Getting a PSQL backup
There are a few ways, but the easiest is to use the utilities we know exist on the database pod.
$ kubectl exec -it xxxxxxx-sonarqube-infra-postgresql-6f58d97bdc-7twk7 -- /bin/sh
# pg_dump sonarDB -f /tmp/db.out
# ls -l /tmp/db.out
-rw-r--r-- 1 root root 4938992 Mar 20 12:15 /tmp/db.out
# ls -lh /tmp/db.out
-rw-r--r-- 1 root root 4.8M Mar 20 12:15 /tmp/db.out
# head -n10 /tmp/db.out
--
-- PostgreSQL database dump
We can also dump all (though we really only need the sonarDB database - sonar doesnt create extra database users)

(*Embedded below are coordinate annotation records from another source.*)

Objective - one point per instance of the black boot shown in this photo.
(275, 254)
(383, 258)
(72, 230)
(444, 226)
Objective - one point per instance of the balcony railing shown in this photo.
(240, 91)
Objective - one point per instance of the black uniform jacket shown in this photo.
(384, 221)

# pg_dumpall -f /tmp/dball.out
# ls -lh /tmp/db*
-rw-r--r-- 1 root root 4.8M Mar 20 12:16 /tmp/dball.out
-rw-r--r-- 1 root root 4.8M Mar 20 12:15 /tmp/db.out
NOTE: Azure Database for PostgreSQL will want a compressed version (useful if moving to a PaaS offering)
$ pg_dump -Fc -v --dbname=sonarDB > /tmp/114-try2.dump
Exit the pod and copy the files locally:
$ kubectl cp xxxxxxx-sonarqube-infra-postgresql-6f58d97bdc-7twk7:/tmp/db.out ./92-db.out
$ kubectl cp xxxxxxx-sonarqube-infra-postgresql-6f58d97bdc-7twk7:/tmp/dball.out ./92-dball.out
At this point we have a point in time backup of the containerized database.
Validation
Delete the pod and restore.. This should reset the database and our instance should be hosed until our restore…

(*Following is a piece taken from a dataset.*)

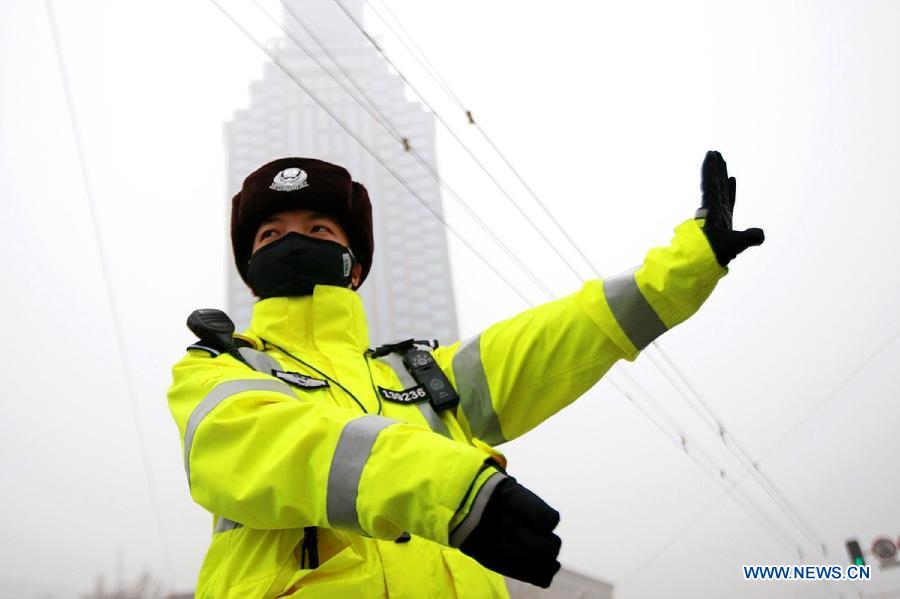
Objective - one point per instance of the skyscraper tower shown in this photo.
(408, 292)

$ kubectl delete pod xxxxxxx-sonarqube-infra-postgresql-6f58d97bdc-7twk7
pod "xxxxxxx-sonarqube-infra-postgresql-6f58d97bdc-7twk7" deleted
$ kubectl get pods | grep xxxxxxx-sonarqube-infra-postgresql
xxxxxxx-sonarqube-infra-postgresql-6f58d97bdc-dtq8l 0/1 ContainerCreating 0 1m
$ kubectl get pods | grep xxxxxxx-sonarqube-infra-postgresql
xxxxxxx-sonarqube-infra-postgresql-6f58d97bdc-dtq8l 1/1 Running 0 15m
Ah, but the Sonar Service did do a persistent volume claim so we did not lose any data!
Let’s validate we can restore.
MUG testing
(malicious user group - im sure there are other names for this type of testing, but this was the term i tend to use)
Restoring to container database
First we copy the backup to the new pod then we have to login and kill connections so we can drop and restore the existing database.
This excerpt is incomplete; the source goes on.